**Question**

You are given the below array

{-3,4,3,-2,-8,6,13,-15}

Now find the point where the negative numbers shifts into positive space. The performance should be at most O(n) and there should be no extra space usage.

Example Output: –3, –2, –8, –15, 4,3,6,13

The index returned should be 4 in this case.. (array index starts from 0)

**Concept**

Just think a small concept about how to solve this. If you can get this worked out in mind, you have not forgotten the Partition algorithm we studied for quick sort. (http://analgorithmaday.blogspot.com/2011/02/partitioning-algorithmin-place.html)

In partition algorithm for quick sort, we just move shorter elements to the initial index and larger elements into the end indices. We have to follow the similar fashion here to partition this array. But out pivot is already known and obvious..

Our pivot for this array is always 0.. :) and we have to traverse the whole array once to check for negative numbers (<0). If you find a number less than zero, just put that into our i list. There will be no swapping if the negative numbers are found in-order.

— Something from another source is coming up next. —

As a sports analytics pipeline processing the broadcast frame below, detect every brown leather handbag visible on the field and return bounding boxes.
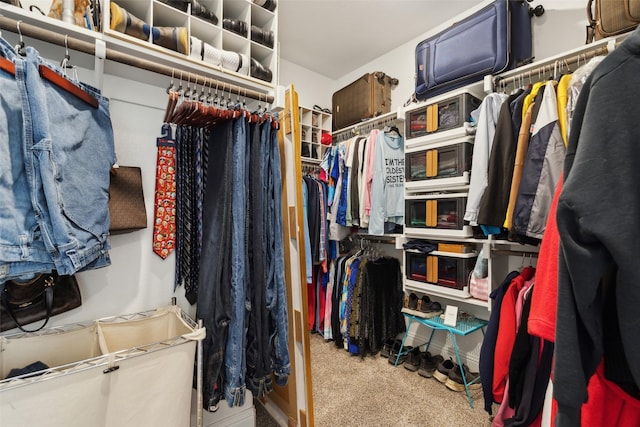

The performance of this code will be O(n) worst case and there is no extra space.

**Code**

int partition_sign(int* arr, int start, int end)

{

` int i,j, pivot;`

pivot = 0;

i=start-1;

` for(j=start; j<=end; j++)`

{

` if(arr[j] <= pivot) {`

i=i+1;

` if(i!=j)`

swap(arr[i], arr[j]);

}

}

` return i+1;`

}

`void main()`

{

` int A[] = {-3,4,3,-2,-8,6,13,-15};`

` int pos = partition_sign(A, 0, 7);`

}

- The above partition logic is same as Quick sort partition.. It has many practical use like this. :)
- Instead of >=, we use <= so that all negative numbers come in left side (in-order of occurrence) and positive numbers to the right side (in wrong order of occurrence)
- If you use >=, you will get negative numbers in right side (in wrong order).
- The main use of such logic is to eliminate negative numbers from the array!!